As the dream and depiction of a Virtus Elf were altered, Celestine pondered what exactly had been changed about it. Did the Dreamer perhaps give her a stable island in the sea of thought? The visions of many library-like halls seemed to depict something of the sort, and the sheen that the depiction had taken on was like a sword that had been oiled. The presence of a great tome was intriguing. Would it possibly be how the library was accessed? Had their minds been shielded or connected in some way? Was this time a sort of gateway into the library that her elves could use? Or perhaps was it something that they could access any information they wanted by simply turning enough pages?

These were questions that needed answers, and thus Celestine began to ask them as the weight of the Dreaming God’s attention fell away. “These gifts please me. How might my people make use of them? Is there a particular method for accessing this library that you had planned? What is your plan for the great tome? And what of the sheen that the representation of their mind has taken on? Does it hold a particular meaning?”

With these questions asked she could do nothing else but wait for an answer.

“Yes,” replied the Dreamer, the word like a pulse that resounded deep within her chest, within the stone, through the air.

“They will be touched by my creation, that Subtle Weave which to you I have revealed,” his shroud gently dispelled the illusion of the elf, which drifted like colored mist, dispersing. Then, swirling like eddies of color, that mist converged, forming the image of a great tome once more. It was perhaps as tall as a man, and certainly wider. With a brief hum like latent electricity, the thing took on substance, shape, before finally it snapped fully into being.

Its pages were pristine white, its covers and spine filled with coiling knotwork, at the center of which stood a sword thrust through a triquetra. The symbols of the two gods brought together.

“The Akashic Gate,” thrummed the Dreamer, his eyes opening for a flash as the Gate took on truest form. He offered it to her, as if it would answer her questions. It just might.

Celestine raised an eyebrow slightly as the book was made whole. When it was offered to her she hesitated for only the briefest of moments before reaching forward to take the book. It was equally as tall as her and quite wide which made trying to manage it a little awkward. As she held it Celestine would examine the book and make note of the layered symbols of the two collaborating gods upon the cover. Giving a nod of approval, she would attempt to open the book to see if there would be anything of note on the inside.
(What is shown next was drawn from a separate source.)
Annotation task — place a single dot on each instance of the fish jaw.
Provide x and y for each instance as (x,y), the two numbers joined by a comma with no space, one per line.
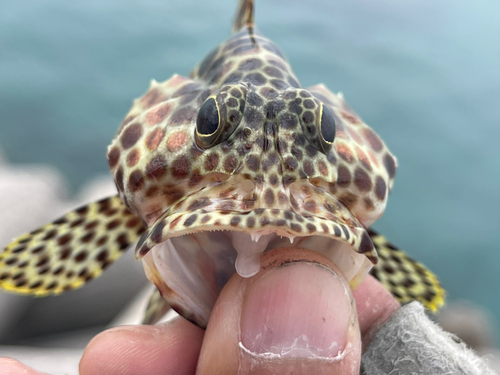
(191,251)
So it was that the book was opened by her hands, its many pages revealed. At first it would seem blank, no matter how many pages she turned, but then just before her patience waned something appeared upon that canvas of white. Images and sensations gently threaded their way into her mind. It was as a Virtus’ life might be, its every experience flowing from the page and into her awareness.

There was a deep impression, ever growing, speaking of many lives--each a different elf.

“As you have felt, so too will your people,” intoned the Dreaming God, his voice a deep-toned hum.

Then, the Endless Dream, the Subtle Weave, the vast threads of the Collective Unconscious made themselves known to her once more. She would move through them, feel them, and find the experiences of those who would become her people. It felt--for a moment--like being lost in the being of another, learning them, coming to understand. The vision faded, but a deeper understanding of their experience--or at least the potential they held--had been instilled within her.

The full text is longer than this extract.